商人の娘ドロシー
【王国暦122年7月22日 13:25】
公衆浴場二階の軽食堂で昼食を摂る。
メニューは漏れなくフィッシュ&チップスになる。これしかないもんね。
油っぽいとか、これは料理じゃないとか言いつつも結構食べている。勇者オダもこんな気持ちなのかしら。
煉瓦工場の視察をしていたドロシーと待ち合わせをしていた。ドロシーは魚フライを食べ終わり、コルンがサービスでさあ、と山盛りにしたポテトフライをゆっくり食べている。味付けがシンプルだからか、半分も食べ終えていないのに飽きた、って顔だ。
「えっ、もう一回言って?」
「畑の拡張は終わったよ。あとは好きにしていいから」
ドロシーは口を開けて、ちゃんと驚いてくれた。お約束を外さないね。
「呆れたわ……アンタ、土いじりのために生まれてきたんじゃないの?」
その意見はミクロ的には正しいと思う。
「そうかもね。ああ、門は作ってないから、必要なら建設ギルドに発注かけてよね」
帰りがけに一度畑に寄って状況を見たい、とドロシーは申し出た。
「煉瓦の方は色々聞いたわ。品質の善し悪しは、私が見ても、まだわからないのよね。もうしばらく通うことになりそうだわ」
「熱心で何よりだよ。戻る時、煉瓦を『道具箱』に飲み込んでおきたいんだけど」
わかったわ、とドロシーはポテトフライを摘みながら頷いた。もう食べられない、と顔に書いてあった。
【王国暦122年7月22日 14:08】
胃もたれを感じつつも、ドロシーと私は煉瓦工場へと向かった。
「そうそう。アンタの言うとおり、スペンサーさんに物凄く丁寧に説明されたわ」
スペンサー親方は、以前話にあった、引退していた煉瓦焼き職人の一人。物凄く腕がいい、というわけじゃないけど、話し好きでまとめ役には最適な人材だと思う。
「うん、お爺ちゃんっていうのは小さな娘と見ると可愛がる生き物なんだよ」
傍らにいる爺もそうなのかなぁ。
「わかるわ、それ。トーマスさんが良い例だもの。あれ…………トーマスさんから見たらベッキーさんも小さな娘なのかしら?」
「あー、そうかも……」
ベッキーさんが小さい時から見ていれば、本当にそう感じているかもしれない。長寿種族から見たら、中年過ぎの女性くらいが適齢期に見えたりするのかも。
「一つ気になったんだけど」
「うん?」
「ベッキーさんって、大きなお子さんが二人もいるわよね。息子さんたちは、今回の懐妊を知ってるのかしら」
「ああ……どうなんだろうねぇ……?」
確かに。全然連絡がないのか、アーサお婆ちゃんとも、その会話をした記憶がない。
「何かおかしい気がするわ」
「事情があるのかもしれないよ? ここまで話題に出ないっていうのは確かに変だし」
「そうねぇ……」
立場的にドロシーはトーマスの保護下にあるので、養女と言えなくもない。これはサリーやレックス、四人組にも言えることだけど。実子と同列に扱うことになるのかは疑問だけど、一般的な観念では、ベッキーさんの息子さんたちとは兄妹として扱われるだろう。

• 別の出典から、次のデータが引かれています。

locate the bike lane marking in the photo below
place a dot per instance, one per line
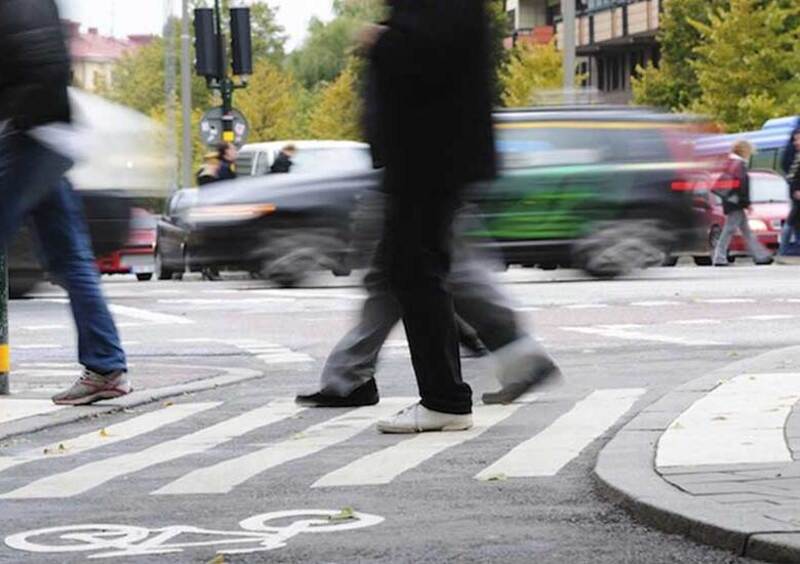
(385, 465)
(225, 476)
(109, 435)
(741, 421)
(552, 449)
(94, 474)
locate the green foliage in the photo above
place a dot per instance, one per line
(674, 83)
(531, 68)
(337, 112)
(747, 63)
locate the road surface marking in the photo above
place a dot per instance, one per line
(385, 465)
(739, 422)
(109, 435)
(629, 335)
(552, 449)
(95, 474)
(13, 409)
(225, 476)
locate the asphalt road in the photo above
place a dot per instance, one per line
(207, 462)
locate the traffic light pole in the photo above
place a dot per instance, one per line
(5, 364)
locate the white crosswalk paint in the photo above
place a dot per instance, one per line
(13, 409)
(385, 465)
(95, 474)
(225, 476)
(739, 422)
(112, 434)
(552, 449)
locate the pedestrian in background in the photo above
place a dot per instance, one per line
(36, 143)
(734, 190)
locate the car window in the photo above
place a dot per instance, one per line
(314, 161)
(768, 188)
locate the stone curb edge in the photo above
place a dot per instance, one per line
(625, 474)
(70, 415)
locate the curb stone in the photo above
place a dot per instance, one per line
(625, 473)
(37, 423)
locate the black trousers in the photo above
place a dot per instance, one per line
(415, 254)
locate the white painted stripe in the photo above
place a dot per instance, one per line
(385, 465)
(13, 409)
(152, 316)
(95, 474)
(639, 336)
(739, 422)
(225, 476)
(112, 434)
(552, 449)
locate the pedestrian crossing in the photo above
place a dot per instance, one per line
(543, 453)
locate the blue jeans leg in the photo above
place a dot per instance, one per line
(66, 247)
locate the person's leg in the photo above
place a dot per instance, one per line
(66, 247)
(732, 221)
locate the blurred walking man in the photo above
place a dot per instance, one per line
(430, 64)
(34, 146)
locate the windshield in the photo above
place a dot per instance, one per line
(765, 189)
(316, 161)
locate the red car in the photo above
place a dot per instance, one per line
(769, 194)
(137, 256)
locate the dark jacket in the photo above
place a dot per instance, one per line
(735, 182)
(34, 64)
(282, 164)
(431, 96)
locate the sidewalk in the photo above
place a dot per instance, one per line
(29, 409)
(718, 459)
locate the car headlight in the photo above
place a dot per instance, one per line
(229, 212)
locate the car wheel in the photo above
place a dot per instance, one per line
(620, 247)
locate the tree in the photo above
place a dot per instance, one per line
(673, 84)
(746, 64)
(531, 68)
(337, 113)
(271, 104)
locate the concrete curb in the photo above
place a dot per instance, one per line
(70, 415)
(625, 473)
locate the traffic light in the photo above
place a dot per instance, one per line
(240, 42)
(207, 46)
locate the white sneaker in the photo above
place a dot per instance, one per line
(418, 419)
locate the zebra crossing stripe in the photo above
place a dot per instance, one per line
(95, 474)
(385, 465)
(552, 449)
(225, 476)
(112, 434)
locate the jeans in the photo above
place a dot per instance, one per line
(60, 227)
(737, 220)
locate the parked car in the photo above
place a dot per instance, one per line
(769, 193)
(596, 188)
(137, 256)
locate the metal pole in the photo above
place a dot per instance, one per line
(568, 46)
(5, 364)
(186, 97)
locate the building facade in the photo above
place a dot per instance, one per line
(613, 37)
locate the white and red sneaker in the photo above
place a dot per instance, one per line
(92, 387)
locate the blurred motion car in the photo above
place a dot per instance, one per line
(769, 194)
(137, 256)
(599, 188)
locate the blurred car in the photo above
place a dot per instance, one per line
(137, 256)
(597, 188)
(769, 193)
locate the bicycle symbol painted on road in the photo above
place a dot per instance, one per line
(260, 533)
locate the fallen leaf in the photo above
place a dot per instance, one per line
(345, 514)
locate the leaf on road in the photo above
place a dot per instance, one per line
(345, 514)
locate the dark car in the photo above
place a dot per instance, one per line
(599, 189)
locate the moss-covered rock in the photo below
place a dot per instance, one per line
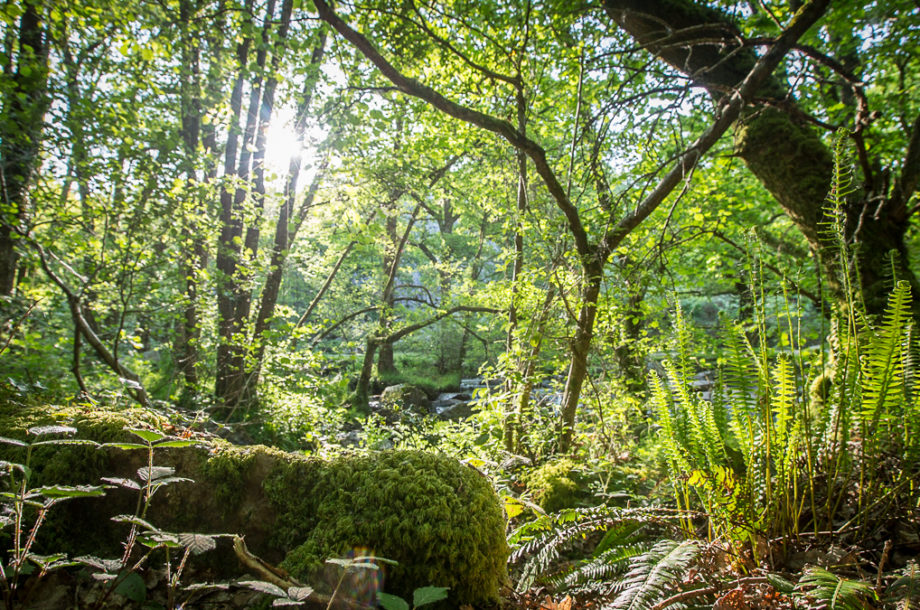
(406, 396)
(555, 485)
(439, 519)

「ま、話せるようになれば話してくるでしょ。ベッキーさんはともかく、トーマスさんは資産持ちなんだし、関わる気があるなら息子さんの方から言ってくると思うよ」
「それもそうね。トーマスさんの資産なんて、考えたくもないわ」
ドロシーは両手を広げてハン、と鼻で笑った。金が全てではないけれど、現在のトーマス商店は金が金を生んでいる状態でもある。いつまでも続くのか、いつか終わるのか、それはわからない。
それに、ドロシーの、考えたくない、というのも本心だろうと思う。ドロシーは自らの才覚で発展させたい、と気概を持っているのだから。元の世界で言えば、用意されたレールばかりを走るレールバスじゃなくて、DMVだと思う。なんのこっちゃ。
「煉瓦の製造については説明を受けたんだよね?」
「受けたわ。ここの工場で作るのは二種類を予定していて、通常の建材としての煉瓦と、耐水性に優れた高温焼成煉瓦ね」
「うん、今のところは耐水煉瓦しか作ってないけどね。手間はかかるけど、利益は出やすいね」
「公共の建築物用だから?」
察しがいいね。
「そういうこと。一般の小売りより数も出やすいし、権力者と仲良くなっておくのは重要だね」
「ノーマン伯爵ね。普通に暮らしてたら会うような人物じゃないわ」
「二~三回は会ったことがあるでしょ? そのうち毎月にでも顔を合わせるようになるよ?」
これは予言じゃなくて、確定事項だ。トーマスが多忙になりすぎていて、代理としてドロシーをポートマット会議(表)に出席させる可能性がある。
「そんなものかしらね。とりあえずは建設ギルドに注文数を納品するわ。まだ煉瓦焼き工房としては無名だから、せいぜい宣伝してよね」
「はーい」
肩を竦めてみせた。
あとは原材料の入手ルートの確立についても調査をお願いしておく。
「今使ってる材料は? どこ産なの?」
「ここの迷宮産だよ。私が強引に作ったからさ」
「粘土を? 作れるものなの?」
その疑問は尤もだと思う。私もそう思う。
「錬金術的な手法を使ったと思ってよ。早晩在庫は切れると思うから、それより前に材料を調達できるようにしてほしいんだ」
ドロシーは、うーん、と首を傾げた。ちょっとちょっと、それは私の真似ですか?
「粘土ね。カディフが陶器で有名だけど、質の良い粘土が枯渇気味って話、知ってる?」
「え、そうなんだ?」
さすがは最前線にいる商人……初耳だわ。
「埋蔵量が少なくなったのか、採掘する体制が整ってないのか、それはわからないわ。確かなのは粘土の産地は主流がブリストに移りつつある、ってこと」
「ほうほう……」
私が感心して頷いていると、ドロシーは少し恥ずかしそうな顔をした。
「ま、まあ、どちらかから入手できると良いわね」
粘土の発注先? 納入元? については私はノータッチになるだろう。ブリストかカディフに行った時、現地の状況を教えられたらいいな、くらいの気持ち。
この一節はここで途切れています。